La crisis griega es de antigua data. Observadores de diversas corrientes ideológicas la plantean como permanente. Afecta al Estado griego y cuestionan su legitimidad. La desconfianza de la población es absoluta. Descree del comportamiento de la burocracia y del papel de los poderes internacionales en la política griega. Su historia es el catálogo más minucioso de la tragedia.
Esta etapa, quizá, dio comienzo en 1828, cuando Grecia se trasformó en provincia del imperio otomano, luego de haberse desangrado en una cruenta guerra civil. Período que concluyó con la firma del Tratado de Constantinopla, en febrero de 1832, suscripto por el comando unificado de las tropas del Reino Unido, Francia y Rusia, por una parte, y el Imperio Otomano, por la otra. Acuerdo que produjo la renuncia de Leopoldo I de Bélgica a sus pretensiones sobre el trono de Grecia, sentando las bases de un moderno Estado griego independiente.
Las claves de ese nacimiento traumático y sus consecuencias políticas y económicas las encontraremos en la monumental obra del constitucionalista bávaro Ludwig von Maurer titulada El pueblo griego. El autor, que a la sazón integraba el Consejo de Regencia del nuevo rey griego -que gobernó bajo el nombre de Otón- de origen bávaro, marcó el rumbo de un país devastado.

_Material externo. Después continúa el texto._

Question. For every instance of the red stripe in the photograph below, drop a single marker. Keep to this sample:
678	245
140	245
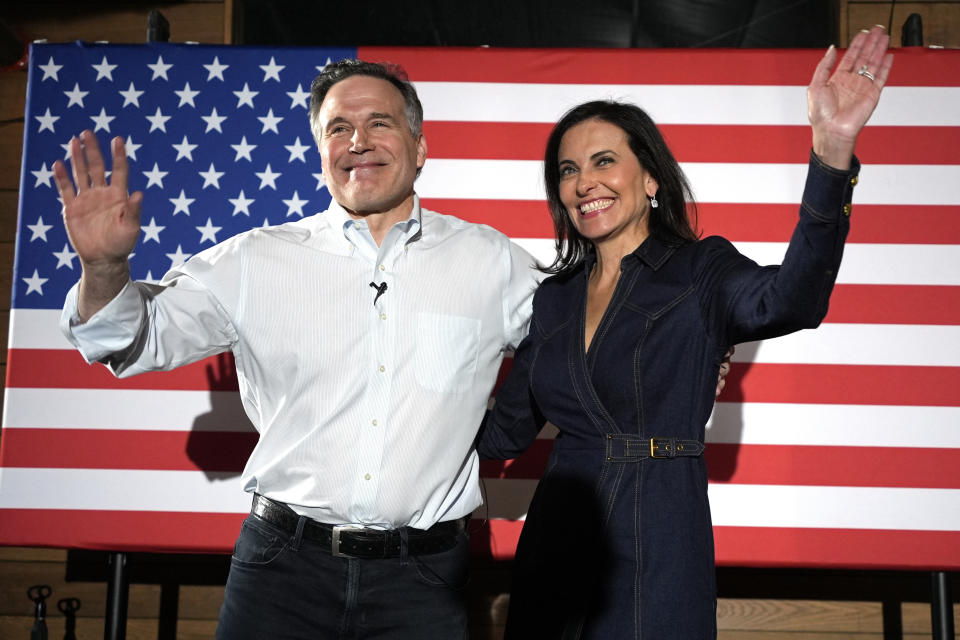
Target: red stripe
843	384
837	548
781	547
894	304
728	463
913	67
701	143
747	382
828	466
209	451
883	224
737	222
120	530
56	368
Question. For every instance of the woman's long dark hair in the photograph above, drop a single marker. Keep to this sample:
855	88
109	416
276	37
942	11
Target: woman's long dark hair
670	222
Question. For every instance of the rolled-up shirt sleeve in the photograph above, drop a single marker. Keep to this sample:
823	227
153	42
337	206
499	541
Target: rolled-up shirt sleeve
150	327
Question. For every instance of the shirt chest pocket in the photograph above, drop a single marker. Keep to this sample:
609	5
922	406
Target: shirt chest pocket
447	350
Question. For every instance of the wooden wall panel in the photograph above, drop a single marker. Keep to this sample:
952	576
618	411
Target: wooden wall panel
739	619
941	20
118	23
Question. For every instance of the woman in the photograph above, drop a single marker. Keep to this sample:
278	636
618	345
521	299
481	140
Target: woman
623	352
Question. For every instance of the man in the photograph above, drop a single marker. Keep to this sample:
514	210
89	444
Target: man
367	340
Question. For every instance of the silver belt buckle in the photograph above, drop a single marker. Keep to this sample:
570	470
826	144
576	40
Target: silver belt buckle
335	540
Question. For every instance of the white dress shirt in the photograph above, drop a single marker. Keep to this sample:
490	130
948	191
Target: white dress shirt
367	412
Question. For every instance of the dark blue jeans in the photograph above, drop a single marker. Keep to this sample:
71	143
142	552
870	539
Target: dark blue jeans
281	586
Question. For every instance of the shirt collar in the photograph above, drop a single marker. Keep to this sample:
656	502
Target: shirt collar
403	232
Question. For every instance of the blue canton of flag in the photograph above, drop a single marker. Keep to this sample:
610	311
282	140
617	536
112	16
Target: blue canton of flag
217	138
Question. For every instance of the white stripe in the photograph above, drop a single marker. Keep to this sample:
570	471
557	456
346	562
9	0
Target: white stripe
673	104
717	182
862	344
122	409
834	425
37	329
731	422
901	264
835	507
122	490
876	263
741	505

La obra de Von Maurer fue el primer gran inventario de la economía griega. Debería ser de lectura obligada para todos aquellos que quieran comprender -realmente- dónde están parados los griegos de este tiempo. Von Maurer describe una unidad económica en quiebra. Un país destruido, una suma de escombros con los desequilibrios propios de una nación que ha salido de la guerra “con miles de viudas, huérfanos y ancianos, y una grave falta de personas capaces de trabajar”. Cuestión que, al parecer, tornaba en poco viable el Estado recién creado que, por entonces, abarcaba el Peloponeso, las Cícladas y la parte de la Grecia continental que conformaba la antigua Grecia. Límites que fueron propuestos por Gran Bretaña y Francia.
Ciento setenta años después el territorio de Grecia se ha triplicado y el país -según sus estadísticas oficiales- se encuentra entre los 30 países más desarrollados del mundo y en la Unión Europea, aunque, en un acto de realismo, a la hora de reflejarse en otras potencias, lo hacían con Irak o, mejor sea dicho, con el Kurdistán iraquí, que suponen será en 2050 -superado el clima de guerra permanente- uno de los Estados más poderosos del mundo.
Anastassios Anastassiadis, profesor asistente de historia griega en la Universidad de McGill, en Montreal, reflexionaba en 2006 que todo debía ponerse en duda. Hasta las verdades que se suponían permanentes o reveladas por los antiguos dioses. Sería más justo comparar Grecia con los Estados europeos, aunque las conclusiones serían menos halagüeñas. Colisionan -anotaba- “con nuestros paradigmas culturales, habida cuenta de que manifestamos problemas de identidad no resueltos.” Todos los griegos y, por ende, los medios de comunicación, aseguran que ‘Grecia no pertenece a Europa’, es decir, es un país no europeo. Definición que abona la resistencia permanente a pertenecer a la Unión Europea.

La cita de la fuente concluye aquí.